# Phosphorous Free Fertilizer



## drudd (Jul 14, 2018)

Hey all - I've been reading this forum for a while, but first time posting. Really appreciate all the great information and advice on here.

I live in the Charlotte area with typical clay soil and TTTF. I recently did my first soil sample and was surprised to see my phosphorous was quite high. In retrospect, I've probably thrown down too much starter fert one the last 2 years (fall and spring apps) and I've also put down Milo regularly.

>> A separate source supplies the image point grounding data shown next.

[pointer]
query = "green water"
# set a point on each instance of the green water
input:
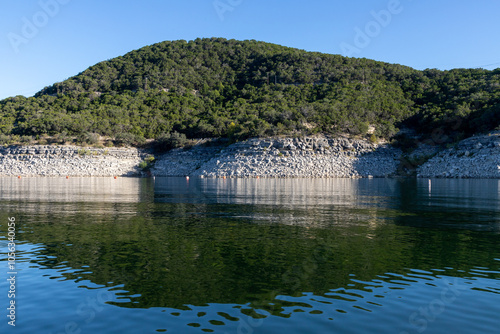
(98, 255)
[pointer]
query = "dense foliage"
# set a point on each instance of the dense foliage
(237, 89)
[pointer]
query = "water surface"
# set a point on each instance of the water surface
(99, 255)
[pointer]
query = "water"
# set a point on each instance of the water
(252, 256)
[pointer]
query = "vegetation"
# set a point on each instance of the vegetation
(173, 91)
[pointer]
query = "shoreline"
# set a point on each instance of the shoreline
(306, 157)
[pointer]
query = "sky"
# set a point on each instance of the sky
(47, 41)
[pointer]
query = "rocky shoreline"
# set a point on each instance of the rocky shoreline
(307, 157)
(283, 157)
(69, 161)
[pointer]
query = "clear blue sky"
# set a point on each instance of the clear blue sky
(46, 41)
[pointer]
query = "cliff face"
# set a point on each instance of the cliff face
(68, 161)
(475, 157)
(283, 157)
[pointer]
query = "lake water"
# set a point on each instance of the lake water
(99, 255)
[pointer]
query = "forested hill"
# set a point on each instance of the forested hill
(227, 88)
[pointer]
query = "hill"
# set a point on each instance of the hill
(238, 89)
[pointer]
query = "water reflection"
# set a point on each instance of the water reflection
(75, 189)
(261, 255)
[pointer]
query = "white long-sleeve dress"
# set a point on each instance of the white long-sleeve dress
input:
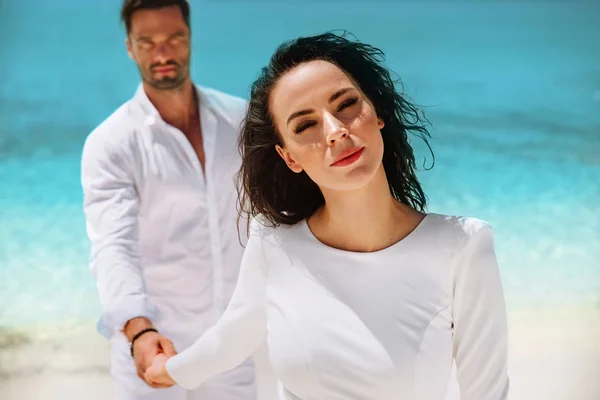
(383, 325)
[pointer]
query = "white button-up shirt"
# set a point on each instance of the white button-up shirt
(164, 233)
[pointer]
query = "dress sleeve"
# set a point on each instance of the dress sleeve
(480, 321)
(237, 334)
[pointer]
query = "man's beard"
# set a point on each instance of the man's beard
(166, 82)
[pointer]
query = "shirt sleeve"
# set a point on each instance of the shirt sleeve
(480, 321)
(238, 333)
(111, 210)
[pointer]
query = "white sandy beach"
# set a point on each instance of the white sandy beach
(553, 356)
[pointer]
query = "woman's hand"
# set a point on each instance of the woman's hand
(156, 375)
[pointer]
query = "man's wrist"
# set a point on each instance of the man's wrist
(136, 325)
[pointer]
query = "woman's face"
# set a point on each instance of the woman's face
(328, 126)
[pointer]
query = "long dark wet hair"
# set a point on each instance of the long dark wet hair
(267, 187)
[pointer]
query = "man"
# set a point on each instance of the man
(160, 206)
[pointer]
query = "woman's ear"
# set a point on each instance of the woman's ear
(289, 161)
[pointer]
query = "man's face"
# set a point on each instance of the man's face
(159, 43)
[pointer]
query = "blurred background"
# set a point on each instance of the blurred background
(512, 90)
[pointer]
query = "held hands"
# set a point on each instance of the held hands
(156, 375)
(150, 349)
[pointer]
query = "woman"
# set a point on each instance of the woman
(359, 293)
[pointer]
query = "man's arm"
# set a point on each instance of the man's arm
(111, 209)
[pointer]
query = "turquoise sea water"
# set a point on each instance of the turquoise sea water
(512, 90)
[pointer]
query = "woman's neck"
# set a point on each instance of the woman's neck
(363, 220)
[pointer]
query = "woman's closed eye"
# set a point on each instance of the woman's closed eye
(307, 124)
(304, 125)
(347, 103)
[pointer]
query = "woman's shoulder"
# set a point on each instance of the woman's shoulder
(457, 227)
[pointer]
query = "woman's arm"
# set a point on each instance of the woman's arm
(480, 323)
(237, 334)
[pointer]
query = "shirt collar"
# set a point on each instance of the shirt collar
(151, 115)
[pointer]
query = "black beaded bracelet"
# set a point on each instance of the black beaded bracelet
(137, 336)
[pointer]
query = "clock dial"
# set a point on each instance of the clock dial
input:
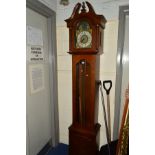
(84, 39)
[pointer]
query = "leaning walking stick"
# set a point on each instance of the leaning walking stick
(108, 103)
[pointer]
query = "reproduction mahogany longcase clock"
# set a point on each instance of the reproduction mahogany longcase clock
(85, 45)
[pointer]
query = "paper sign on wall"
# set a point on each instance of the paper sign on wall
(34, 36)
(35, 53)
(36, 78)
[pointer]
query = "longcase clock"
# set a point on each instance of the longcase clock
(85, 45)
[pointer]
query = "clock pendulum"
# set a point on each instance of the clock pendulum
(85, 45)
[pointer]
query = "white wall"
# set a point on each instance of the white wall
(107, 66)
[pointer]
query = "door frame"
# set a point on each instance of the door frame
(123, 12)
(42, 9)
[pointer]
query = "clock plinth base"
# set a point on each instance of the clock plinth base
(84, 141)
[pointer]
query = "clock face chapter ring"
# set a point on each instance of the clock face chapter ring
(84, 39)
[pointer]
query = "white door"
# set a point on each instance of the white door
(38, 102)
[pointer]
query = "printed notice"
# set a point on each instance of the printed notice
(34, 36)
(36, 78)
(35, 53)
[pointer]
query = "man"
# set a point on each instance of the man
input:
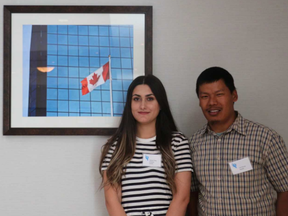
(241, 166)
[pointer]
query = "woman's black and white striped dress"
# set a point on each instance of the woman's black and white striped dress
(144, 189)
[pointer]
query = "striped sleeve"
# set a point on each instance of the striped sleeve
(108, 157)
(182, 155)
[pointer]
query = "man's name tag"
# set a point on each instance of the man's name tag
(240, 166)
(152, 160)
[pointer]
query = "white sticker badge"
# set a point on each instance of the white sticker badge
(240, 166)
(152, 160)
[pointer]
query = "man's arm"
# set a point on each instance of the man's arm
(282, 204)
(192, 206)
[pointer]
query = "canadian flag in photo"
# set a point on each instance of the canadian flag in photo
(95, 79)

I've attached my soil sample results for reference, and would appreciate any other recommendations for it, but what I'm most interested in is for recommendations for a good phosphorous free fertilizer. Preferably something on the organic side. I've looked at Ringer's and have seen PurelyOrganics Products Lawn Food Fertilizer and Jobe's Organic Lawn online. I haven't been able to find any of these in stock around me though.

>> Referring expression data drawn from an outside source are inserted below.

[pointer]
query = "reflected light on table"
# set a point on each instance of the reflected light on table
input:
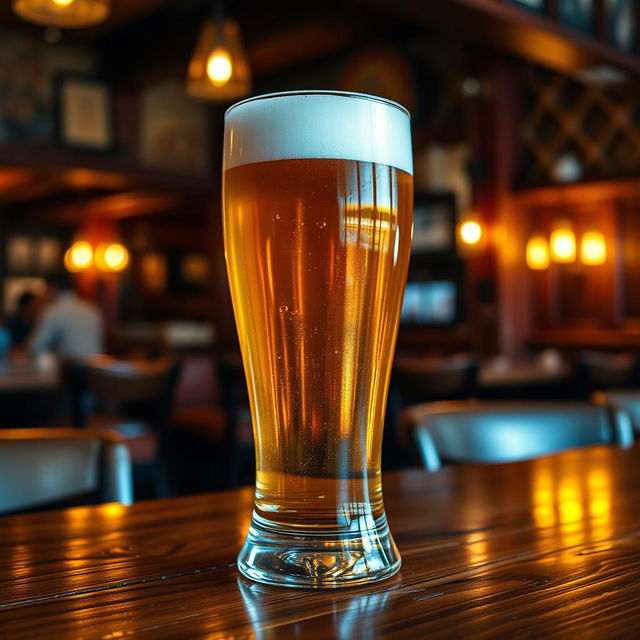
(576, 501)
(356, 616)
(477, 547)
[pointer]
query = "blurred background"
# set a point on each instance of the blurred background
(525, 263)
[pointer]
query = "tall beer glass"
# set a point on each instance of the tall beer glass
(317, 228)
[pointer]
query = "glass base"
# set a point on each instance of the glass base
(304, 558)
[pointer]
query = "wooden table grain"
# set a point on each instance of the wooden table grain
(544, 548)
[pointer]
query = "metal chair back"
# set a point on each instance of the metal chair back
(51, 468)
(493, 432)
(621, 399)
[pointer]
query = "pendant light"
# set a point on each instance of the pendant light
(563, 243)
(537, 252)
(593, 248)
(68, 14)
(219, 69)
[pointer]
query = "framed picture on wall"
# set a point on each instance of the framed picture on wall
(578, 14)
(85, 113)
(433, 295)
(434, 225)
(622, 24)
(539, 6)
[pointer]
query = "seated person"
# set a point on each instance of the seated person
(21, 322)
(69, 325)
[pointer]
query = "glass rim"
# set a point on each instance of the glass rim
(320, 92)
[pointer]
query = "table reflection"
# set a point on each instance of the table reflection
(354, 616)
(573, 500)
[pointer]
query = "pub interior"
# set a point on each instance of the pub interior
(522, 304)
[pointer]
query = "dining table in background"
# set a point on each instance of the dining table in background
(28, 375)
(543, 548)
(31, 393)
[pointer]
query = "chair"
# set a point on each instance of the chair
(53, 468)
(595, 370)
(133, 398)
(622, 399)
(492, 432)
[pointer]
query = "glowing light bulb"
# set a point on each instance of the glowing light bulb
(219, 67)
(593, 248)
(112, 257)
(563, 245)
(537, 253)
(78, 256)
(470, 232)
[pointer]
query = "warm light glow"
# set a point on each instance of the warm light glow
(78, 256)
(63, 13)
(538, 253)
(219, 68)
(593, 249)
(470, 232)
(563, 245)
(112, 257)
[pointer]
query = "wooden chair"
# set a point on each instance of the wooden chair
(420, 379)
(492, 432)
(134, 399)
(54, 468)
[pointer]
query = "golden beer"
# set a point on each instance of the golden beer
(317, 252)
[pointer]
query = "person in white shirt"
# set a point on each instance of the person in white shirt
(69, 326)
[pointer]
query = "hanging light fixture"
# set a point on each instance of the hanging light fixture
(537, 252)
(563, 243)
(593, 248)
(79, 256)
(68, 14)
(470, 232)
(219, 69)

Any recommendations on phosphorous free fertilizers (preferably organic)? And if so, where to buy it?


----------



## jdc_lawnguy (Oct 30, 2018)

Ringer is Phos Free and Organic

I recently ran across ringer in a local Ace Hardware and it was much cheaper without shipping.

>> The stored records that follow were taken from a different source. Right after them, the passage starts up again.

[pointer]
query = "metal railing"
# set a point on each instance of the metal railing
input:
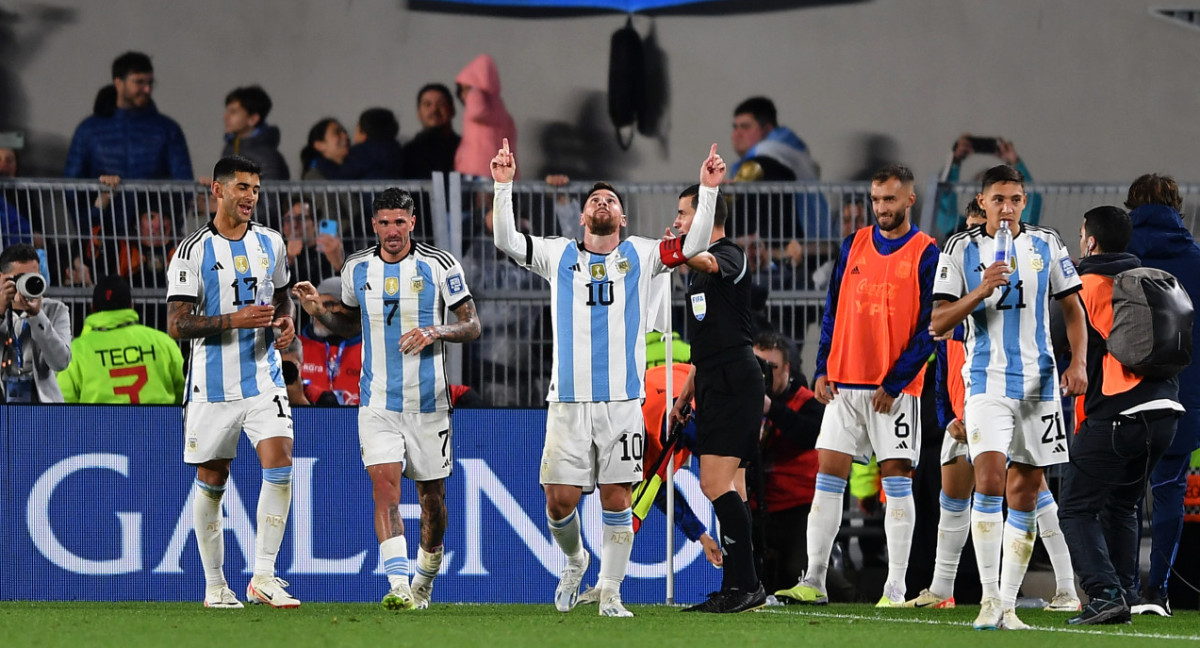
(791, 232)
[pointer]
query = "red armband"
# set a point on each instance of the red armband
(671, 252)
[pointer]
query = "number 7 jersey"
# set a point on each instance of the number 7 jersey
(221, 276)
(393, 299)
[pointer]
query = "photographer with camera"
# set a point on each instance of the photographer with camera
(36, 330)
(949, 220)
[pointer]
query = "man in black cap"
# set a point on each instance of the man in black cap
(118, 360)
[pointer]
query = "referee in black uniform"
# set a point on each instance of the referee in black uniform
(727, 384)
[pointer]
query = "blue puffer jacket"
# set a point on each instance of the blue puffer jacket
(133, 144)
(1161, 241)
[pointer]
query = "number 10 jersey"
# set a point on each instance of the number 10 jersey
(599, 306)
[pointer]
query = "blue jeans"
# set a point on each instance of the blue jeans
(1110, 462)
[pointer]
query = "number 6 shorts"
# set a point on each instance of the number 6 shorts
(593, 443)
(1025, 431)
(851, 426)
(211, 430)
(421, 441)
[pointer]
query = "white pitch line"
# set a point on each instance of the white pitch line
(965, 624)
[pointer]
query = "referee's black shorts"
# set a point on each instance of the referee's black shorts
(729, 405)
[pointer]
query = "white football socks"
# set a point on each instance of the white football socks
(209, 529)
(274, 503)
(952, 534)
(987, 534)
(616, 549)
(1020, 532)
(825, 520)
(394, 552)
(898, 522)
(1055, 543)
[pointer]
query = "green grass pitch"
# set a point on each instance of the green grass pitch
(329, 625)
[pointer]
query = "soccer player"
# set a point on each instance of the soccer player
(874, 347)
(958, 481)
(726, 382)
(396, 294)
(216, 299)
(1013, 412)
(599, 292)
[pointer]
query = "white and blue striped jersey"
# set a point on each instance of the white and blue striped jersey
(1008, 348)
(221, 276)
(600, 310)
(393, 299)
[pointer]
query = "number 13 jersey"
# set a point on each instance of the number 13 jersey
(221, 276)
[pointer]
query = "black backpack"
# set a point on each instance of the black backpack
(1151, 323)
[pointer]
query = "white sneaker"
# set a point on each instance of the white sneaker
(991, 615)
(893, 595)
(589, 595)
(269, 591)
(222, 598)
(1009, 622)
(611, 606)
(423, 593)
(567, 594)
(1063, 601)
(399, 598)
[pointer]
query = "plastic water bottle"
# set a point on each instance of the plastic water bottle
(265, 295)
(1003, 243)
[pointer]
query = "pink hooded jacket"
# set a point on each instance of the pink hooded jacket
(485, 120)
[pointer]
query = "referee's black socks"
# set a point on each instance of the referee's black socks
(735, 521)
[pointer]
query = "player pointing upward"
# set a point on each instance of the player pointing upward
(600, 297)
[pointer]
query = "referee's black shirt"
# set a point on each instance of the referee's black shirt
(719, 305)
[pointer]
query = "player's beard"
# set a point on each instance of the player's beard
(897, 221)
(604, 227)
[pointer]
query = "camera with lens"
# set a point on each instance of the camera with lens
(30, 285)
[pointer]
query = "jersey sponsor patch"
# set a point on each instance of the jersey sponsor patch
(1068, 267)
(699, 306)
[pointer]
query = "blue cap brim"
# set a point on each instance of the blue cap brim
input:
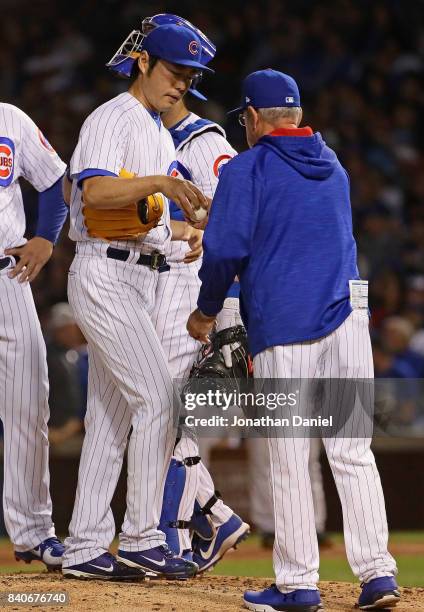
(198, 95)
(190, 63)
(237, 110)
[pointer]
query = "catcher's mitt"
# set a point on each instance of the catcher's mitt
(125, 223)
(211, 372)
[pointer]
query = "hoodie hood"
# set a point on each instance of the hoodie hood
(307, 154)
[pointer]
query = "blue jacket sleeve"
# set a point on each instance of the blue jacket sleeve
(228, 236)
(52, 212)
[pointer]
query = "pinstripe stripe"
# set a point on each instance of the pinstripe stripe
(344, 354)
(24, 412)
(130, 386)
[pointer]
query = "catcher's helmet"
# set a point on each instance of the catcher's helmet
(124, 58)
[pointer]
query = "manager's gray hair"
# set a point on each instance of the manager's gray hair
(274, 115)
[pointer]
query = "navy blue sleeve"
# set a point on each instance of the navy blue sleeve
(52, 212)
(228, 236)
(89, 172)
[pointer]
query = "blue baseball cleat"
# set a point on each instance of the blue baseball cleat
(159, 562)
(104, 567)
(49, 551)
(206, 553)
(201, 524)
(379, 593)
(273, 600)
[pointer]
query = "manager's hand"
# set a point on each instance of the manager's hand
(199, 326)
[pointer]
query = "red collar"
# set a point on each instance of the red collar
(306, 131)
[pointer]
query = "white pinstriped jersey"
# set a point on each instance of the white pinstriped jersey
(24, 152)
(121, 134)
(200, 160)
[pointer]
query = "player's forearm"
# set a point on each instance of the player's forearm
(52, 212)
(105, 192)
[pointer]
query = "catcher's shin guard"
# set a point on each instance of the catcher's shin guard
(201, 523)
(169, 523)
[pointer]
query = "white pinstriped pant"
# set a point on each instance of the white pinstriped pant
(130, 385)
(24, 412)
(344, 354)
(176, 298)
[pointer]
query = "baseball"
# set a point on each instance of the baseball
(199, 214)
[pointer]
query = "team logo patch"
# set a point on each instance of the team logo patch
(7, 161)
(219, 163)
(194, 47)
(45, 142)
(177, 170)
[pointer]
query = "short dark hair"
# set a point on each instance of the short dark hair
(135, 71)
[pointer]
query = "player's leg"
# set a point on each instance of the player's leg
(177, 294)
(352, 461)
(318, 494)
(296, 558)
(260, 493)
(24, 412)
(107, 425)
(112, 302)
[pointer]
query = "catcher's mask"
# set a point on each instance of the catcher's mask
(123, 60)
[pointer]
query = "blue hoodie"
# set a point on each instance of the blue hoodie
(281, 220)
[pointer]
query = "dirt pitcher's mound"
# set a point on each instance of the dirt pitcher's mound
(204, 594)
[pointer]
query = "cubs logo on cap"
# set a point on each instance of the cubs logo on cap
(7, 161)
(194, 47)
(268, 89)
(220, 163)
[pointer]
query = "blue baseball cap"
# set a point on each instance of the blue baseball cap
(268, 89)
(176, 44)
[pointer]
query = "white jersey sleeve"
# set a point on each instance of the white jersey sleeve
(207, 153)
(102, 143)
(39, 162)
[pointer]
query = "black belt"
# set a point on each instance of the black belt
(155, 261)
(5, 261)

I have also noticed some garden centers tend to carry other "local" organic options that may be phos free. Some are solely N some have K.


----------



## gpbrown60 (Apr 7, 2018)

As you mentioned Purely Organic Products have a 10-0-2 in a 25 lb. bag that covers 5,000 square feet. It is 50% cheaper than Ringer and can be purchased online through Home Depot. I recently ordered some and picked it up at my local HD. It is unfortunate that they do not stock it in the store.


----------



## Green (Dec 24, 2017)

I like Protene brand, if you can find it.


----------



## drudd (Jul 14, 2018)

Looks like Purely Organic Products Lawn Food will be the easiest to get my hands on - I'll give it a try. Thanks for the input!


----------